As will be shown in section 4, even highly regarded Danish registries contain erroneous and flawed data. Since even these benchmark data are flawed, it is likely that mixed data quality is universal across countries and could thus pose an Achilles' heel of AI and personalized medicine.

The danish case: Is excellence in data quality good enough for AI?

Danish healthcare registries, as well as civil registries, are by some considered among the best and most complete (6). The Danish government and national healthcare system have through half a century registered the entire population, thus providing access to detailed patient data, facilitating epidemiological and pharmaceutical research. In this context, Denmark as a nation can in some respects be considered one complete cohort (21) which may be ideal for the development of personalized medicine (22).

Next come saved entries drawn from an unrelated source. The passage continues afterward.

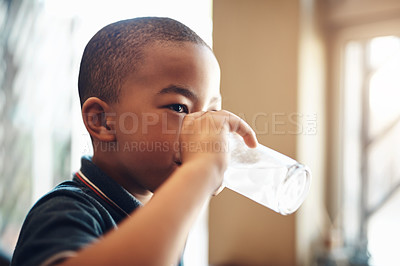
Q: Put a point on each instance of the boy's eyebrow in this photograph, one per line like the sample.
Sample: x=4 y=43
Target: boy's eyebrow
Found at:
x=179 y=90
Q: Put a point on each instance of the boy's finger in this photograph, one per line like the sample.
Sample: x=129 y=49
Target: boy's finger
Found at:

The building of vast databases in Denmark has been facilitated using the Danish Civil Registration System (CRS). The CRS is an administrative registry, which as of 1972 contains individual-level information on all persons residing in Denmark and Greenland. By January 2014, the CRS had cumulatively registered 9.5 million individuals and more than 400 million person-years of follow-up (23). A unique ten-digit Civil Personal Register number assigned to all persons in the CRS allows for unambiguous individual-level record linkage of Danish registers, enabling more than 160 public health databases to be continuously feed directly from EHR.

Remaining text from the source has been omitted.